Os recursos da indústria química habitualmente direcionados para o BSG Chemie foram desviados para o novo SC Chemie Halle e a equipa perdeu o direito de disputar a Oberliga. Leipzig manteria duas equipas na primeira divisão mas, como não podia deixar de ser, seriam dois clubes acabados de fundar com o selo do Estado: SC Lokomotive, associado aos caminhos-de-ferro, e SC Rotation, associado à tipografia.

O BSG Chemie perdeu mais do que a vaga entre a elite, ficou mesmo sem todos os jogadores. Os seus talentos passaram a representar o SC Lokomotive e a equipa passou a jogar no quarto escalão, com assistências de cinco mil pessoas e sobrevivendo graças a pequenos patrocinadores e à carolice de muitos, que ajudavam a garantir equipamentos e chuteiras.

 

Do inferno à segunda oportunidade

Guarda-redes Dieter Sommer festeja título no balneário

O clube perdeu tudo menos a sua identidade. A aposta na formação, que tantos frutos dera no passado, tornou-se essencial no novo paradigma e contribuiu de forma decisiva para que a equipa pudesse ser reconsiderada quando, nove anos depois, a Oberliga voltou a operar uma revolução na secretaria.

Leipzig ia continuar a contar com dois clubes mas o fracasso do SC Lokomotive e do SC Rotation – com assistências baixas e apenas uma Taça conquistada – precipitou uma fusão entre as duas representantes. A vaga aberta ficou para o BSG Chemie.

A nova concentração de recursos não quis enganar ninguém e as prioridades continuavam bastante claras: o novo SC Leipzig era a equipa que simbolizava a cidade, para onde deviam ir os melhores jogadores; o BSG Chemie servia de figurante, para apaziguar o povo e ficar com as sobras.

Quando a temporada 1963/1964 começou, as opiniões dos especialistas eram arrasadoras: o BSG Chemie tinha a descida à porta e o facto de o treinador ser Alfred Kunze, um homem com visões desafiadoras perante o poder instalado, não ajudava.

O que se passou surpreendeu tudo e todos. Na penúltima jornada, depois de um triunfo sobre o «velho conhecido» Vorwärts Berlin, o BSG Chemie ficou a apenas um ponto de conquistar a Oberliga pela segunda vez na sua história. O desfecho seria um embaraço para as autoridades locais, que tudo fizeram para que a cidade se inclinasse para o outro lado.
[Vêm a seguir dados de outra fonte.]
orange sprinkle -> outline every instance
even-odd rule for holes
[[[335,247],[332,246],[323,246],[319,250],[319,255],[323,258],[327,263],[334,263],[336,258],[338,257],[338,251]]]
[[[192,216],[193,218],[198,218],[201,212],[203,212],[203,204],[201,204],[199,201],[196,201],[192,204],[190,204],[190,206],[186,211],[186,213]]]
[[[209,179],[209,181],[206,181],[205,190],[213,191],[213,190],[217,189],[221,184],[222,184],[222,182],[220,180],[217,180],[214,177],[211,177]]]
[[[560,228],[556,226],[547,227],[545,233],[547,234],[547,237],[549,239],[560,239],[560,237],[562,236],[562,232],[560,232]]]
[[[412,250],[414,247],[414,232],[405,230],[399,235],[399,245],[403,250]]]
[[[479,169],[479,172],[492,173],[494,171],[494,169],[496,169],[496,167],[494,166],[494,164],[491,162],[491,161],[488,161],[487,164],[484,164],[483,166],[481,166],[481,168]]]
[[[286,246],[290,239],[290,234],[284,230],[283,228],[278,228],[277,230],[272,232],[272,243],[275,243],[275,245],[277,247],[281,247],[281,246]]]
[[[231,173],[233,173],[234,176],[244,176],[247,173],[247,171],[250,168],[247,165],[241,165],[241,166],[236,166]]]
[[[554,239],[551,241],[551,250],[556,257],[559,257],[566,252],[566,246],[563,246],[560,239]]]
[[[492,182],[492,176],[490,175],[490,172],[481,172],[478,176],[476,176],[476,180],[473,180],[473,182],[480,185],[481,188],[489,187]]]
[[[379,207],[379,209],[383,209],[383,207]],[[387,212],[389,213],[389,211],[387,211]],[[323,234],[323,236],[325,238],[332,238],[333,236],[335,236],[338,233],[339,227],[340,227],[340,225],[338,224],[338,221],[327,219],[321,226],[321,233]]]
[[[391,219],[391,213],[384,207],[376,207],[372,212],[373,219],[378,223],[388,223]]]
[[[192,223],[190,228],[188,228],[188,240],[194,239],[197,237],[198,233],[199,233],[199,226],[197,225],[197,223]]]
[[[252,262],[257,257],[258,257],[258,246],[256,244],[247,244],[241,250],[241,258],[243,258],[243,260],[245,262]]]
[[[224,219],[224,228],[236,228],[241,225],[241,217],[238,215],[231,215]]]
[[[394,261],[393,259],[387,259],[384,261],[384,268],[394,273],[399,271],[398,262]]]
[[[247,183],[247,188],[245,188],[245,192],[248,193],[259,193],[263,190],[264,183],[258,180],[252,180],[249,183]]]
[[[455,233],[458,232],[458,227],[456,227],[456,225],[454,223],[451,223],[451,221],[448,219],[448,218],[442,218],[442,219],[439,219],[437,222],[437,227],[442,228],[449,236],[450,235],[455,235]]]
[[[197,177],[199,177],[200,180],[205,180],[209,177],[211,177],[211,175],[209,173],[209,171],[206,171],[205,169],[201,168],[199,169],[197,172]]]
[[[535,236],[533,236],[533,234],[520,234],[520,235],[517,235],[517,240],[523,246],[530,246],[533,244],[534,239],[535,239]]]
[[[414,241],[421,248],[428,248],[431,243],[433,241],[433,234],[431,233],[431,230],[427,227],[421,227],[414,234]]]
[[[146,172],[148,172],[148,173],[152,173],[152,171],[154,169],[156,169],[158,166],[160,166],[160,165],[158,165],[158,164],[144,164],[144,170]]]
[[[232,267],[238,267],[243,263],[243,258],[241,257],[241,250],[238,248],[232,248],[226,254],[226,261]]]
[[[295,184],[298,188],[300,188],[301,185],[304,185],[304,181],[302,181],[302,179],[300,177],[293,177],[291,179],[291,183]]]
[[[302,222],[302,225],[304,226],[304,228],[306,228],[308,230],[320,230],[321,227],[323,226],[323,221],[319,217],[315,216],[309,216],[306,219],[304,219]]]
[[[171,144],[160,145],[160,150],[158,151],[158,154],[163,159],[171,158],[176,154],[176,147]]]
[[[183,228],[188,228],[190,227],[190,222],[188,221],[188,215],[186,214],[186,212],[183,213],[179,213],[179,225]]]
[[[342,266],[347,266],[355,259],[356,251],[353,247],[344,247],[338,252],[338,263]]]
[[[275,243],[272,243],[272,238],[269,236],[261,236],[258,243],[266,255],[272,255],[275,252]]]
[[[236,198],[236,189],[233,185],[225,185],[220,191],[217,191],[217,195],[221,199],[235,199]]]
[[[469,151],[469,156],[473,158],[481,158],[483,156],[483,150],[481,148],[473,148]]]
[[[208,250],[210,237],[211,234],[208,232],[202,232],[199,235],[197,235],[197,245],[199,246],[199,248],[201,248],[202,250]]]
A história fez-se a 10 de maio de 1964. Garantem as reportagens da altura que a estrada entre Jena e Erfurt, num total de 150 quilómetros, parecia um enorme cordão construído pela caravana de adeptos vestidos de verde e branco. O BSG Chemie recuperou toda a massa adepta que, ansiosa pela possibilidade do título, marcou presença em peso em Erfurt no jogo contra o Turbine local.

Se uns lutavam pelo título, os outros não queriam descer de divisão. Com 30 mil adeptos na bancada, o BSG Chemie resolveu a situação no primeiro quarto de hora, com golos de Wolfgang Behla aos 12’ e de Manfred Walter aos 13’, de penálti.

A história não podia ter sido mais curiosa. O BSG Chemie não se limitou a estragar as previsões em Leipzig. Fê-lo numa temporada em que ficou com o título praticamente no bolso depois de derrotar o Vorwärts Berlin e num ano em que o SC Chemie Halle desceu de divisão. Ali, condensado, o clube popular vingou-se de tudo o que tinha sofrido nos onze anos anteriores e festejou o título de campeão mais saboroso da Oberliga.

«Não sei se houve algum desfecho de temporada mais sensacional e inesperado na Europa no último século. Se houve, quero saber qual», escreveu Ulrich Hesse-Lichtenberger.